Six Questions for Faith Communities

from Fred Peatross

March 2004

(1) What is the hottest question that needs to be answered? Easy... how will the church have to undergo radical reconfiguration to be a viable entity into the 21st century? This should be the dominate question for the next several years as we seek to move from tweaking to totally re-tuning, from re- forming to totally reconfiguring, from focusing on ministry (which almost always implies inside the four walls) to being a movement, from centripetal to centrifugal, from being ministers to be missionaries. This will be the decisive arena of in-house discussion. Be warned however, the intensity of this talk, the stakes involved in these migrations, the addictions to the way we have always done it will generate heat as well as light. The interchange will be livelier than any worship war dialogues of the recent past.

(2) I'm in an untraditional Bible class (no teacher, no lecture; only non-linear discussions) at the congregation I assemble with. One of the topics we touched on this Sunday was event versus process. Here's the jest of it: If we are convinced that salvation occurs in some event and point in time that we are fully cognizant of, then we will proceed to present salvation in "decision moment" terms.
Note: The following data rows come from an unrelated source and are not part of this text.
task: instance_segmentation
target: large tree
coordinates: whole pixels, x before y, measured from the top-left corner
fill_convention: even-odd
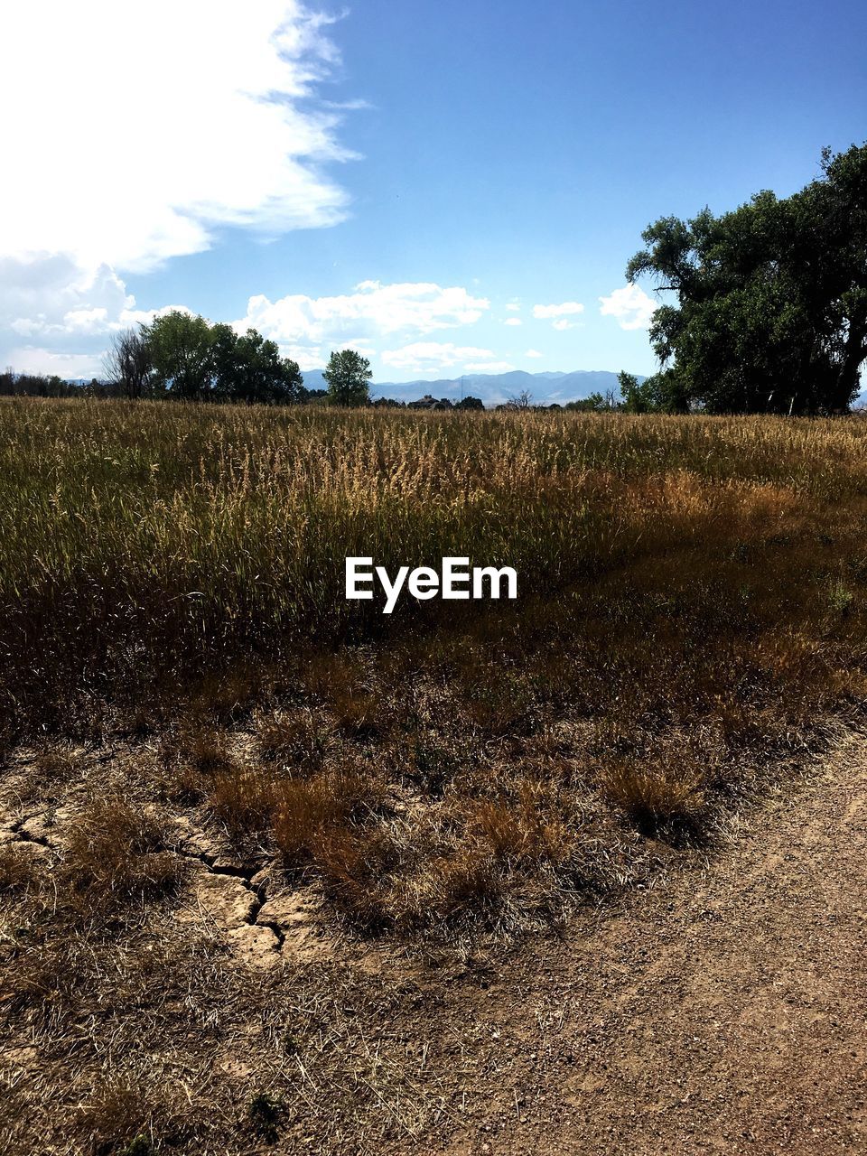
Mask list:
[[[355,349],[332,353],[323,372],[332,406],[365,406],[370,401],[370,362]]]
[[[212,397],[214,333],[203,317],[172,310],[143,327],[158,388],[184,401]]]
[[[114,334],[103,368],[110,385],[125,397],[144,397],[150,385],[153,365],[150,347],[141,326]]]
[[[296,362],[280,356],[255,329],[238,335],[229,325],[212,327],[213,391],[217,400],[279,406],[298,401],[303,379]]]
[[[867,144],[822,158],[778,199],[691,221],[662,217],[627,267],[672,292],[653,316],[658,408],[830,414],[849,408],[867,357]],[[644,387],[643,387],[644,388]]]

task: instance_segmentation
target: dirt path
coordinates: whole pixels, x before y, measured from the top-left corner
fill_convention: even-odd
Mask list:
[[[706,870],[516,958],[469,1014],[455,992],[467,1099],[433,1150],[867,1151],[866,855],[857,739]]]

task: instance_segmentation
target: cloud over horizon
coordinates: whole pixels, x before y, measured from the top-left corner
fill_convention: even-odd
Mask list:
[[[602,317],[615,318],[621,329],[646,329],[658,309],[659,302],[636,284],[623,286],[608,297],[599,298],[599,312]]]
[[[76,354],[153,316],[120,274],[225,228],[343,220],[327,170],[354,154],[341,110],[316,99],[339,64],[331,22],[299,0],[3,6],[3,146],[20,163],[0,192],[0,328],[31,353]]]

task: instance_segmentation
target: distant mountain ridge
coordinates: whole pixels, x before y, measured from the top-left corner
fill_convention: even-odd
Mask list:
[[[327,385],[320,369],[307,370],[304,375],[307,390],[325,390]],[[637,375],[638,380],[644,377]],[[610,370],[578,369],[571,372],[547,370],[541,373],[527,373],[516,369],[509,373],[464,373],[461,377],[444,377],[436,381],[416,379],[413,381],[373,381],[371,395],[376,398],[393,398],[395,401],[418,401],[425,394],[432,398],[449,398],[460,401],[461,395],[472,394],[481,398],[486,406],[498,406],[509,398],[526,390],[536,405],[549,406],[557,401],[577,401],[588,398],[591,393],[605,393],[610,390],[618,394],[617,375]]]

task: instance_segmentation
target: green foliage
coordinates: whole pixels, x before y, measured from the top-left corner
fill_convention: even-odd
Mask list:
[[[158,390],[201,401],[213,388],[214,333],[203,317],[173,309],[143,326]]]
[[[662,372],[627,408],[849,408],[867,356],[867,144],[825,151],[822,178],[785,200],[662,217],[643,238],[628,279],[647,274],[677,303],[651,325]]]
[[[303,397],[297,364],[255,329],[238,335],[230,325],[173,310],[142,326],[142,341],[157,391],[184,401],[288,405]]]
[[[299,400],[301,371],[294,361],[280,356],[274,341],[266,341],[255,329],[238,336],[229,325],[215,325],[212,333],[217,398],[266,406]]]
[[[323,377],[332,406],[365,406],[370,401],[370,362],[355,349],[332,351]]]
[[[610,409],[612,403],[601,393],[591,393],[588,398],[568,401],[563,408],[575,414],[601,414],[603,410]]]

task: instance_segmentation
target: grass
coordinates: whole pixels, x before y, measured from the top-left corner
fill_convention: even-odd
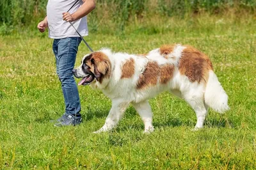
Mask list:
[[[145,53],[165,43],[193,45],[210,56],[231,109],[223,116],[210,110],[205,128],[192,132],[193,111],[164,93],[150,100],[156,127],[152,134],[143,134],[143,123],[130,107],[115,130],[93,134],[103,125],[111,102],[99,91],[79,87],[83,123],[56,128],[49,121],[63,113],[64,103],[52,40],[36,32],[3,36],[0,169],[255,168],[255,18],[204,16],[137,24],[124,34],[102,28],[86,39],[95,50],[108,47],[129,53]],[[88,52],[81,43],[77,65]]]

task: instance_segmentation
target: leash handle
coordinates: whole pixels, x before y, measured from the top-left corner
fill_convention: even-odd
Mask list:
[[[73,8],[74,6],[75,6],[75,4],[76,4],[77,3],[78,3],[78,1],[79,1],[79,0],[77,0],[77,1],[76,1],[76,3],[70,7],[70,8],[69,8],[69,10],[68,10],[67,12],[68,12],[72,9],[72,8]],[[93,50],[92,49],[92,48],[90,47],[89,44],[87,43],[87,42],[84,40],[84,38],[83,38],[83,36],[82,36],[80,35],[80,33],[77,31],[77,30],[76,29],[76,27],[73,26],[73,24],[72,24],[70,22],[69,22],[69,23],[71,24],[71,26],[74,27],[74,29],[76,30],[76,33],[79,35],[79,36],[80,36],[80,38],[82,38],[82,40],[84,42],[84,43],[85,43],[85,45],[86,45],[87,47],[90,49],[90,50],[91,52],[93,52]]]
[[[68,12],[72,9],[72,8],[73,8],[74,6],[75,6],[75,4],[76,4],[76,3],[78,3],[78,1],[79,1],[79,0],[76,1],[76,3],[73,4],[73,5],[70,7],[70,8],[69,8],[69,10],[67,12]]]

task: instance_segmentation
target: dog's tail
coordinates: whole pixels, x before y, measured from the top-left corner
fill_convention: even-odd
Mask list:
[[[212,70],[209,72],[204,98],[205,104],[218,112],[223,113],[229,109],[228,95]]]

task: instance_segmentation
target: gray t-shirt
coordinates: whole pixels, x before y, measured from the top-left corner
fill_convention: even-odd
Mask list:
[[[67,12],[77,0],[49,0],[47,6],[49,37],[60,39],[67,37],[79,37],[76,30],[68,22],[62,19],[62,13]],[[83,4],[82,0],[68,12],[72,14]],[[83,36],[88,34],[86,17],[72,22],[78,32]]]

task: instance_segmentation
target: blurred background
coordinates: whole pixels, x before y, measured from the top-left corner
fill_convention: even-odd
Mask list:
[[[172,29],[159,26],[168,19],[190,20],[200,16],[239,19],[255,17],[255,0],[97,0],[88,17],[90,31],[122,33],[136,31],[148,34]],[[1,0],[0,35],[35,30],[46,15],[47,0]],[[200,21],[199,21],[200,22]],[[221,22],[220,20],[219,22]],[[92,33],[92,32],[91,32]],[[45,36],[41,35],[41,36]]]

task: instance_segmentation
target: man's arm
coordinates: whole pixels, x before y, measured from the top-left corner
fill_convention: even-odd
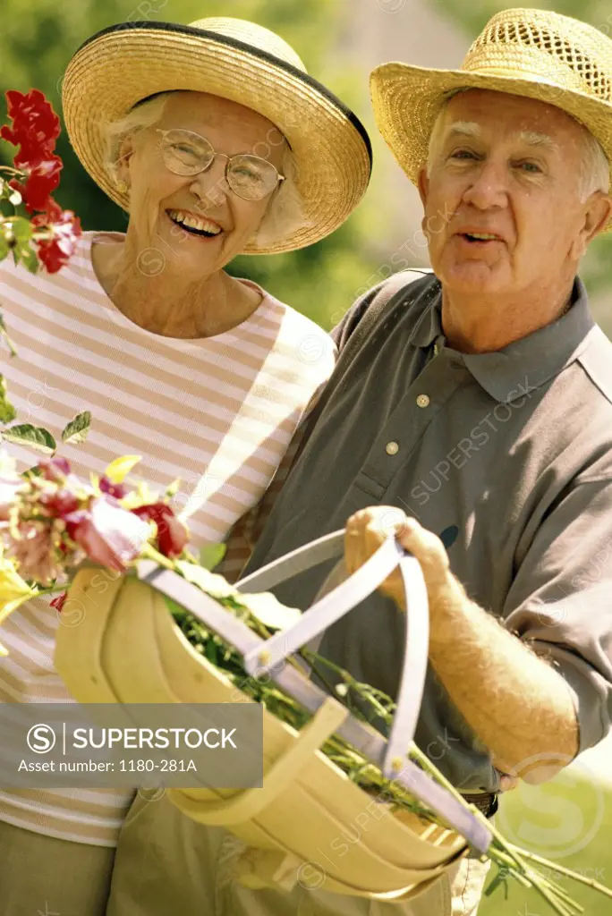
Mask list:
[[[609,728],[612,557],[602,562],[600,551],[595,582],[588,571],[596,545],[612,554],[611,505],[610,484],[601,480],[560,501],[522,559],[503,621],[470,600],[436,535],[414,518],[394,526],[425,578],[436,675],[497,769],[528,781],[550,779]],[[383,527],[388,511],[377,507],[350,519],[349,572],[393,533]],[[383,591],[402,606],[398,572]]]

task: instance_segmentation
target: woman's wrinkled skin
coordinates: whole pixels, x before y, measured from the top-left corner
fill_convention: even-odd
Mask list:
[[[193,131],[218,153],[254,153],[281,170],[282,135],[227,99],[173,93],[155,127]],[[223,268],[257,233],[274,192],[263,201],[237,197],[224,180],[224,157],[199,175],[175,175],[162,160],[160,136],[149,128],[124,142],[118,177],[129,189],[129,224],[125,241],[93,245],[93,267],[116,307],[141,327],[170,337],[215,335],[244,322],[261,301]],[[222,232],[192,235],[171,222],[169,210],[213,220]]]

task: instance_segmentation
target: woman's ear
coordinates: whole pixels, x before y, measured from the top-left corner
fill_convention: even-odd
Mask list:
[[[116,175],[120,181],[129,185],[129,165],[134,155],[134,140],[131,136],[121,141],[117,158]]]

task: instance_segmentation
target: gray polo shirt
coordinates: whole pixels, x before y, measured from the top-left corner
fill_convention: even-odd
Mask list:
[[[461,354],[446,345],[430,275],[391,297],[343,361],[391,282],[333,332],[338,366],[246,572],[344,528],[359,508],[402,508],[443,532],[470,597],[558,667],[585,749],[612,711],[612,344],[576,279],[556,322],[499,352]],[[331,565],[277,596],[308,608]],[[403,627],[377,592],[327,630],[320,651],[394,696]],[[463,791],[498,789],[486,748],[431,667],[416,741]]]

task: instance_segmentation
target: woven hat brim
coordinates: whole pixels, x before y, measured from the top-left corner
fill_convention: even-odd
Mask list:
[[[168,90],[193,90],[237,102],[271,121],[287,137],[296,183],[310,224],[266,248],[279,254],[320,241],[338,228],[362,199],[372,155],[366,128],[332,93],[297,68],[240,41],[173,23],[104,29],[86,42],[66,70],[62,105],[70,141],[81,162],[124,210],[104,162],[101,125],[137,102]]]
[[[445,100],[460,89],[489,89],[555,105],[593,134],[612,163],[612,104],[585,93],[510,74],[432,70],[405,63],[381,64],[370,74],[377,126],[414,184],[427,163],[435,120]],[[612,231],[612,218],[603,231]]]

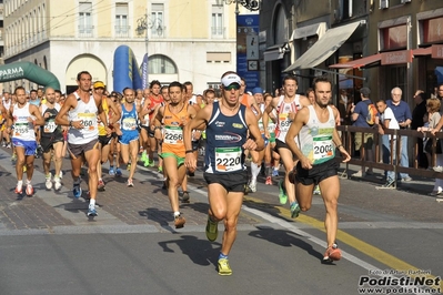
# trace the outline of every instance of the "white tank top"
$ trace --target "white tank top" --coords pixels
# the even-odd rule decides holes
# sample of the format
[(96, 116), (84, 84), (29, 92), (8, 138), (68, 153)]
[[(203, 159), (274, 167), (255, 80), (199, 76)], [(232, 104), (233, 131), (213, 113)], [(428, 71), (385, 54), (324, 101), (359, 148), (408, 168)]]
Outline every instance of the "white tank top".
[(89, 102), (84, 103), (77, 92), (74, 92), (74, 95), (77, 98), (77, 106), (68, 112), (68, 120), (82, 121), (83, 129), (70, 128), (68, 131), (68, 142), (73, 144), (89, 143), (99, 138), (95, 100), (93, 95), (90, 95)]
[(309, 120), (299, 133), (299, 146), (312, 164), (326, 162), (335, 156), (332, 134), (335, 129), (334, 112), (328, 106), (329, 119), (320, 122), (313, 105), (309, 105)]
[(12, 116), (16, 119), (12, 138), (23, 141), (36, 141), (33, 124), (28, 121), (28, 118), (31, 116), (29, 103), (27, 102), (23, 108), (19, 108), (19, 104), (16, 104), (13, 106)]
[(276, 105), (278, 121), (275, 128), (275, 139), (286, 142), (286, 133), (292, 123), (292, 121), (289, 119), (289, 113), (296, 113), (301, 108), (299, 94), (295, 94), (294, 100), (290, 103), (284, 102), (284, 95), (280, 96), (279, 104)]

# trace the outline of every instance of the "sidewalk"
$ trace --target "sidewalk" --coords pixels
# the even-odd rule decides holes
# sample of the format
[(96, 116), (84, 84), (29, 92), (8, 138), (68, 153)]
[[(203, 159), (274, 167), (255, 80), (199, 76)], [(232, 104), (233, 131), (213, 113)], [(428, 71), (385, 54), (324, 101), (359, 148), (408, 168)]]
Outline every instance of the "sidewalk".
[[(81, 183), (82, 197), (74, 199), (72, 194), (72, 177), (70, 161), (64, 159), (62, 179), (63, 187), (60, 192), (47, 191), (42, 173), (42, 160), (36, 159), (36, 171), (32, 184), (34, 196), (19, 199), (14, 193), (17, 184), (16, 170), (10, 161), (11, 150), (0, 148), (0, 230), (44, 230), (53, 231), (56, 226), (73, 226), (79, 232), (91, 231), (93, 226), (115, 226), (127, 228), (129, 225), (151, 226), (152, 230), (174, 232), (173, 214), (167, 191), (162, 190), (163, 179), (157, 169), (145, 169), (139, 165), (134, 175), (134, 187), (128, 187), (125, 182), (128, 171), (122, 170), (123, 176), (110, 176), (109, 164), (103, 165), (105, 191), (99, 192), (97, 204), (99, 216), (88, 218), (89, 202), (88, 185)], [(52, 166), (53, 169), (53, 166)], [(84, 170), (83, 170), (84, 171)], [(181, 212), (187, 218), (184, 228), (199, 226), (204, 230), (207, 224), (208, 201), (205, 190), (192, 190), (190, 185), (190, 202), (181, 204)], [(251, 215), (241, 214), (239, 224), (256, 223)], [(60, 228), (60, 227), (59, 227)], [(148, 227), (149, 228), (149, 227)]]

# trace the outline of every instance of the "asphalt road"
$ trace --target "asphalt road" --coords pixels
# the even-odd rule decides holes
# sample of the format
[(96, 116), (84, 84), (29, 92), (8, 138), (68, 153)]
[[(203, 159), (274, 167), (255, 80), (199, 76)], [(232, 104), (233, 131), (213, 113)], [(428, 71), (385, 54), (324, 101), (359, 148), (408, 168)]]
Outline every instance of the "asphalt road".
[[(90, 220), (88, 203), (72, 197), (69, 175), (61, 192), (44, 190), (40, 159), (36, 195), (18, 197), (9, 159), (10, 150), (0, 148), (2, 295), (368, 294), (369, 287), (380, 287), (379, 294), (437, 294), (441, 286), (443, 203), (422, 193), (432, 189), (426, 180), (399, 190), (376, 190), (377, 175), (341, 180), (338, 243), (343, 258), (332, 265), (321, 263), (321, 196), (291, 220), (288, 205), (278, 203), (276, 186), (259, 184), (244, 199), (230, 254), (233, 275), (222, 277), (217, 273), (221, 237), (210, 243), (204, 235), (208, 203), (200, 172), (189, 179), (191, 202), (181, 205), (187, 224), (174, 230), (162, 179), (153, 169), (139, 166), (132, 189), (124, 185), (127, 172), (121, 179), (105, 176), (99, 216)], [(69, 173), (68, 161), (63, 170)], [(405, 281), (414, 276), (429, 279), (431, 288), (415, 289), (421, 281)], [(395, 278), (409, 288), (400, 289)], [(365, 279), (372, 286), (359, 286)]]

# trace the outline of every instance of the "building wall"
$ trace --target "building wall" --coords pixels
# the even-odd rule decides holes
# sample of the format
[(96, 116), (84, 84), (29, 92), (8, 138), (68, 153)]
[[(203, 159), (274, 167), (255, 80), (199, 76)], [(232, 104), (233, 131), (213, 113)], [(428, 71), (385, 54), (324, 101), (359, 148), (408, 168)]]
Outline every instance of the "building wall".
[[(84, 0), (88, 1), (88, 0)], [(103, 80), (107, 85), (113, 83), (113, 53), (121, 45), (129, 45), (139, 62), (147, 51), (150, 57), (163, 55), (177, 65), (177, 74), (151, 74), (149, 80), (158, 79), (162, 82), (192, 81), (194, 90), (201, 93), (209, 83), (220, 83), (223, 72), (235, 70), (235, 6), (223, 6), (223, 34), (214, 38), (211, 32), (211, 12), (215, 0), (121, 0), (128, 3), (128, 34), (115, 33), (115, 0), (91, 0), (92, 29), (90, 35), (79, 32), (79, 1), (63, 0), (29, 0), (14, 7), (13, 1), (4, 1), (9, 8), (4, 20), (8, 30), (6, 40), (7, 63), (14, 61), (30, 61), (44, 64), (60, 80), (62, 91), (72, 78), (67, 78), (70, 64), (81, 57), (90, 57), (102, 64), (97, 71), (105, 77), (94, 75), (94, 69), (89, 70), (94, 79)], [(148, 30), (135, 32), (138, 20), (150, 17), (152, 4), (163, 4), (162, 35), (152, 34)], [(39, 12), (40, 9), (40, 12)], [(44, 10), (43, 10), (44, 9)], [(28, 17), (28, 19), (27, 19)], [(148, 18), (148, 26), (153, 22)], [(24, 24), (26, 23), (26, 24)], [(23, 26), (24, 24), (24, 26)], [(229, 62), (208, 62), (208, 52), (229, 53)], [(21, 81), (11, 82), (13, 88)], [(6, 83), (7, 84), (7, 83)], [(30, 87), (33, 87), (32, 84)]]

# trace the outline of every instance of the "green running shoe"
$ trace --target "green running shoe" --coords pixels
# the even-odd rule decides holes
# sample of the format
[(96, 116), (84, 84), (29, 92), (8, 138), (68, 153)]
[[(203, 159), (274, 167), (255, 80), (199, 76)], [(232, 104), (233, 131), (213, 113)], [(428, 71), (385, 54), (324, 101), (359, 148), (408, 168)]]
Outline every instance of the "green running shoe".
[(300, 206), (299, 206), (299, 203), (293, 202), (293, 203), (291, 204), (290, 208), (291, 208), (291, 218), (296, 218), (296, 217), (299, 217), (299, 214), (300, 214)]
[(283, 187), (283, 180), (279, 181), (279, 199), (280, 199), (280, 204), (284, 205), (288, 203), (288, 195), (286, 191)]
[(226, 258), (219, 260), (219, 275), (232, 275), (232, 269)]
[(205, 232), (208, 240), (211, 242), (214, 242), (219, 235), (219, 223), (213, 222), (209, 215)]

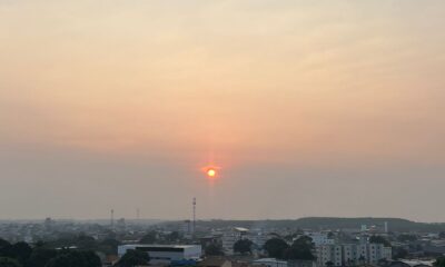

This is exactly how my heritage ended up using the Jule Miller film strips and the OBS and others tribes found the Four Spiritual Laws to be their evangelism method of choice. What if salvation really is a process? Do we have the sort of vehicles in place that encourage the process or only assist people for a point of decision? Process evangelism in our pomo world may look very different than our point evangelism of modernity.

(3) The issue of theological reflection, how we use biblical and extrabiblical terminology and our understanding of missiology and the kingdom are watersheds for the next edge of the emerging church. In my reading and discussions with friends the forums that seem to stroke the fires the hottest are our language, kingdom, conversion and the movement from point to process.

(4) What is the point of the gospel? This is a question I have been toying with of late. If Christianity is about giving "the answer," we would have to say the gospel is given to make sure people have secured a ticket to get in the heavenly stadium. That is certainly the focus of almost all evangelism training I am familiar with. And yet Jesus seems almost uninterested in eternity. The question of where you will spend your eternity is hardly, if ever, discussed in all of Jesus' ministry exchanges... at the very least I find that extremely troubling. The question we have been taught to ask the pre-Christian is, "if you were to die tonight..." Jesus never asked that and to the best of my knowledge only engaged a rich yuppie in that discussion when he was asked about it. Just as an aside, Jesus' answer to that entrepreneur was clearly out of synch with our evangelical teaching on how to "get saved." So back to the original question, what is the point of the gospel if securing advanced seating in the heavenly arena doesn't seem to be Jesus' main agenda?

(6) If relational apologetics will precede rational apologetics in 21C, (and certainly that has been the case with the inquirers I interact with) then what do those relational apologetics look like? Someone has said, "People seek to believe (the quest for meaning), belong (the quest for community) and become (the quest for hope and a future)." How do we tap into these core yearnings and help the conversations toward Jesus?

For the next few years most faith communities attempting to remain relevant will struggle with these questions

Disclaimer:
The whole landscape (and all our questions) change if the ever present dangers of terrorism and the Middle East evolve to a place where Christianity finds itself on a collision course with Islam. Though the 21st century there will continue to be more Christians in the world than Muslims, yet both will be jostling for converts, and often in the same places. Some foresee several countries "being brought to ruin by the clash of jihad and crusade." If this happens, our questions die and new ones arise.